On November 1, 2017 President Donald Trump called upon Congress to end the United States' diversity green card lotteryin response to a terror attack in New York City which left 8 people dead and 12 others seriously injured. The perpetrator, Sayfullo Saipov, 29, was identified as an immigrant from Uzbekistan who entered the United States in 2010 through the Diversity Visa Lottery Program. The Diversity Visa Lottery program is aimed at boosting immigration from countries which traditionally send fewer immigrants to the US. The program was created as a part of a bipartisan immigration effort in Congress in 1990 and signed into law by President George H.W. Bush. The program grants 50,000 green cards per yearto countries with low immigration rates to the United States, mainly from Africa and Eastern Europe.
President Trump stated, "This program grants visas not on a basis of merit, but simply because applicants are randomly selected in an annual lottery and the people put in that lottery are not that country's finest."
Trump argued that instead of the lottery, the United States should institute a "merit-based system" in which only those with valuable trade skills would be permitted to immigrate to the US. In August, he endorsed a bill introduced by two Republican senators which would streamline the merit-based system and cut legal immigration in half by 2027. The Reforming American Immigration for Strong Employment (RAISE) Act has been in the Senate Judiciary Committee since last February and similar legislation was introduced to the House Judiciary Committee in September.
However, the President has received backlash from experts in the immigration community.
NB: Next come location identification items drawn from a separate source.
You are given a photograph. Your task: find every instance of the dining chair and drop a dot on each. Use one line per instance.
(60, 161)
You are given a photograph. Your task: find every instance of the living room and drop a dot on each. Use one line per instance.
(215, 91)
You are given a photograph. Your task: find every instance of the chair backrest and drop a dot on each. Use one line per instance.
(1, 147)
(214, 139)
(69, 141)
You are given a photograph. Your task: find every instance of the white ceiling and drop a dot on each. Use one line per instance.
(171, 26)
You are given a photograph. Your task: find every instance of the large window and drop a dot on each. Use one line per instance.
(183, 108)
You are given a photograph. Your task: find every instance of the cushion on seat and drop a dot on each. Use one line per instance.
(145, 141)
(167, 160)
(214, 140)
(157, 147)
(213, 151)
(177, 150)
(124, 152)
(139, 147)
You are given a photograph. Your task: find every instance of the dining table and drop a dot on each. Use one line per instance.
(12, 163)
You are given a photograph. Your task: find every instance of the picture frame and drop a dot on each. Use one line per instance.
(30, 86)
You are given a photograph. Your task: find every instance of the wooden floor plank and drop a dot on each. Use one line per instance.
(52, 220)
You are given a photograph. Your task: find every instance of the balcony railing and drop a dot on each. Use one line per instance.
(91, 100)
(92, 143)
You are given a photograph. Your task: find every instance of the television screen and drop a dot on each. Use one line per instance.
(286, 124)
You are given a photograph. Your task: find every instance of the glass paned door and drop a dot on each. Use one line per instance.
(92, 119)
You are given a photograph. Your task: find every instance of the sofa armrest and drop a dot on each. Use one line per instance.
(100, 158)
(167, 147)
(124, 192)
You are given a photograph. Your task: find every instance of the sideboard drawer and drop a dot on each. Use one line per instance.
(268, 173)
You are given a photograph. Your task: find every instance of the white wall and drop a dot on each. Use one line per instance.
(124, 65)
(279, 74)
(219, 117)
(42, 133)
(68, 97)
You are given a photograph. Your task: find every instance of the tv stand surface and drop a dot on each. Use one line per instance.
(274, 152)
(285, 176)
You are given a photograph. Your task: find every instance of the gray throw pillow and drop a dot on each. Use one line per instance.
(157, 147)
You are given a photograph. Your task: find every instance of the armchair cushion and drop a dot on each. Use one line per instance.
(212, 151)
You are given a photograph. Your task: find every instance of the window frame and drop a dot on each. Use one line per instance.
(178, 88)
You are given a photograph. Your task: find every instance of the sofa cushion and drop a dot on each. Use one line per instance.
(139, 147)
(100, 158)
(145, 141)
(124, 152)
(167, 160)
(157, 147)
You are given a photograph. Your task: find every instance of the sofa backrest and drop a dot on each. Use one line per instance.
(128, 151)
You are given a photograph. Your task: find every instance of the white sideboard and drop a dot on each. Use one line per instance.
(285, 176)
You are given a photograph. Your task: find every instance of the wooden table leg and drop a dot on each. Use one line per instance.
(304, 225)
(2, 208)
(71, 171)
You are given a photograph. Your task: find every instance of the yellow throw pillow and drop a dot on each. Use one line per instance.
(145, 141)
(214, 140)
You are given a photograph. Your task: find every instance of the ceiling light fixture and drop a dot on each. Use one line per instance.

In an interview with Associated Press, Fatina Abdrabboh, Director of the American Muslim Advocacy League, stated, "The ending of this program certainly, I think, would be a symbolic defeat and loss in terms of our standing, really, with the whole world."
Washington immigration attorney Kenneth Rinzler concurs with Trump in that the Diversity Visa Program has some deficiencies but argues that the problem is not the vetting of these individuals.
"It's not legitimate to use the recent terrorist attack to knock this program because they (applicants) have to go through the same vetting as everybody else," he says. Rinzler, like other professionals, believes that there are concerns about all green card vetting, therefore, it makes no sense to single out diversity visas.